The motisure content was 83.68%, 82.15% and 75.92% in C samples, D samples and C samples, respectively, while the LMMC and LMMG contained 78.13% and 80%, respectively. The protein content was found to be 7.0 % in both R and D commercial mish samples and 8.0 in C mish samples. The test for Ash (%), reveald that the R, D and C mish samples contained 1.99 %, 1.41 % and 1.99 %, respectively. On the other hand, the protein (%) was found to be 7.90 in laboratory made mish prepared from cow’s milk, and 8.03 in laboratory made mish prepared from cow’s milk goat’s milk. The test for ash (%), reveald that the various mish samples contained a range of 1.41 to 1-99% indicating relatively lower amounts of minerals in laboratory made mish samples compared with commercial mish samples. All mish samples contanied relatively higher fat contents which ranged between 7.13 to 6.2 %.

3.3. Sensory Evaluation

Table (3) summerizes the mean for sensory attributes as determined by panelists for the two types of laboratory made mish. The results indicated that the panelists mostly preferred the goat’s mish color than that of cow’s mish (i.e. the cow’s milk relatively got a yellow color, and this color may probably reflected in the mish product). The panelists were relatively similar in their judgements about the appearance and flavour of both goat’s and cow’s mish (i.e. the additives acts to improve the unacceptable flavour of the goat’s milk). Generally, the panelists considerably accepted the mish made by goat’s milk than that made by cow’s milk.

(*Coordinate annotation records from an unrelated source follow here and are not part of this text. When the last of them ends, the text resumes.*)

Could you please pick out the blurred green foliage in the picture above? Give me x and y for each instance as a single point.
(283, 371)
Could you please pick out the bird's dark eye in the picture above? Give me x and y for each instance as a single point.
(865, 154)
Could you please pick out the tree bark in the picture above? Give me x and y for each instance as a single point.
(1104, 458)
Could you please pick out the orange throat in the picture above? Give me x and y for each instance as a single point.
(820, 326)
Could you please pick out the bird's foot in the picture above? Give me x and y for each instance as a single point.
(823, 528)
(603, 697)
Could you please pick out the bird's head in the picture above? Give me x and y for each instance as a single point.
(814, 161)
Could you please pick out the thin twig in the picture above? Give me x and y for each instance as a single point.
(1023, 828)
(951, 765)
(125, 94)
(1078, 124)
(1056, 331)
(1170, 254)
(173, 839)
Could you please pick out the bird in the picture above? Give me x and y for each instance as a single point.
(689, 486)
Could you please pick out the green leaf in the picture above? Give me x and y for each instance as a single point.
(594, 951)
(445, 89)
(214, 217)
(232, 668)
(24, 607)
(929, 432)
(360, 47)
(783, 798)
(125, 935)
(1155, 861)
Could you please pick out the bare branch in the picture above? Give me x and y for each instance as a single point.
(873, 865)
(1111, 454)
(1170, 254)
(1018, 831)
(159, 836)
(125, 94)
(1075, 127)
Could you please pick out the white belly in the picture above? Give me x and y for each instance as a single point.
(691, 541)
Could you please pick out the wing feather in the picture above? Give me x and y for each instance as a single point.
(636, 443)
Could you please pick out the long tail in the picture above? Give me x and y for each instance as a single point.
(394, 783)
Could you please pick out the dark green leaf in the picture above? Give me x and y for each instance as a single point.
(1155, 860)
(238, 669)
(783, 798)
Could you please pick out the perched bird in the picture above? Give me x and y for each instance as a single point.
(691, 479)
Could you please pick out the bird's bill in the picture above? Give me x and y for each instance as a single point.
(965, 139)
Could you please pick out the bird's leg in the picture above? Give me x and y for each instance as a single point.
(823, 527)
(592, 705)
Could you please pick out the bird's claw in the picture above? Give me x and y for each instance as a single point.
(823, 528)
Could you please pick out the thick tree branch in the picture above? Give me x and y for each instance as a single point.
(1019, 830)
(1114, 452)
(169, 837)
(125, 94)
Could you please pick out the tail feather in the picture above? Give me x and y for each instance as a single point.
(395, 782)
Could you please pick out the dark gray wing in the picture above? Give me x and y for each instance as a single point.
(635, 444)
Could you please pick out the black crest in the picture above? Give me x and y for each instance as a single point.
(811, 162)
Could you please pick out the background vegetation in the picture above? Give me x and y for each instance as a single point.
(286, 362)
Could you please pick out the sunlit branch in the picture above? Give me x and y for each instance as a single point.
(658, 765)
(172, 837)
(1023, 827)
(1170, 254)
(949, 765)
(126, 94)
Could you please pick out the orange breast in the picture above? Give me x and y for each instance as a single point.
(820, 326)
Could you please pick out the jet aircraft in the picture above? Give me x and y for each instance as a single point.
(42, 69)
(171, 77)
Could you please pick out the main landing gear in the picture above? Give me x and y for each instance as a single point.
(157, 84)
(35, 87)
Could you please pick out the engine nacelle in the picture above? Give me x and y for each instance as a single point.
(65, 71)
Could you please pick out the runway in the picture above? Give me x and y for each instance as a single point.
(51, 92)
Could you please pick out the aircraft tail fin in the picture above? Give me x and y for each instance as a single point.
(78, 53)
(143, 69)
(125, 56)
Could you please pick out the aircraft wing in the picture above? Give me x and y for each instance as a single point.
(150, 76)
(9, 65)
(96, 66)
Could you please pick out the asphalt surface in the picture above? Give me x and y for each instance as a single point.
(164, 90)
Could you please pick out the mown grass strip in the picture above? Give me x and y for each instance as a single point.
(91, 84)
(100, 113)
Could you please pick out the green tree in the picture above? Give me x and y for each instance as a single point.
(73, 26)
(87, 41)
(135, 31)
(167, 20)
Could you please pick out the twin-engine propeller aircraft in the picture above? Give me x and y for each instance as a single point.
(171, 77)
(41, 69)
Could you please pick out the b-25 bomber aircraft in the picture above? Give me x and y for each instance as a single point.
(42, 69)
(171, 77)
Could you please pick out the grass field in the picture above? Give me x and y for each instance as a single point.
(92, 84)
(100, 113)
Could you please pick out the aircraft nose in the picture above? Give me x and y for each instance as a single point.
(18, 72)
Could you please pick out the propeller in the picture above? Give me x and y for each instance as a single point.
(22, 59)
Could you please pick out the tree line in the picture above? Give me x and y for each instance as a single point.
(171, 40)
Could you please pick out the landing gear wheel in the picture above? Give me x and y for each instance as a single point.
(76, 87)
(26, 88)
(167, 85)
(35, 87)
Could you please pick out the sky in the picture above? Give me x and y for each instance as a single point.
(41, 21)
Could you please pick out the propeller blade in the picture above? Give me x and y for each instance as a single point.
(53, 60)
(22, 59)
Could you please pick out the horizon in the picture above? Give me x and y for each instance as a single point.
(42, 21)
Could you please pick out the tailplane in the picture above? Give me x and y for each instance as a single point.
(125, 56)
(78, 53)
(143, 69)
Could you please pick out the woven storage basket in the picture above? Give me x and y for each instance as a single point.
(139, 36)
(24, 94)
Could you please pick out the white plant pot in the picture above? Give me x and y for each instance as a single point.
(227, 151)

Table 2. Chemical analysis and pH of commercial mish samples

Table 3. The mean for sensory attributes as determined by panelists for Goat’s and Cow’s laboratory made mish

4. Conclusions

The objectives of the present study were to evaluate the quality charactaristics of mish samples collected from some different markets in Khartoum State and comparing these charactaristics with those of mish samples produced at laboratoray level. The chemical analysis revealed that, the pH in both commercial and laboratory made mish samples were less than that of fresh milk samples. The total solids (%), solid non-fat (%), fat (%) and protein (%) in both commercial and laboratory made mish samples, were greater than that of fresh milk samples. The microbiological analyses revealed that mish product is same to consumption. All samples were accepted by panelists who preferred the goat’s laboratory made mish more than the cow’s laboratory made mish.

ACKNOWLEDGEMENTS

The authors would like to express their sincere gratitute for the staff of El-Rawabi dairy company for their unlimitted assistance during the research implementation.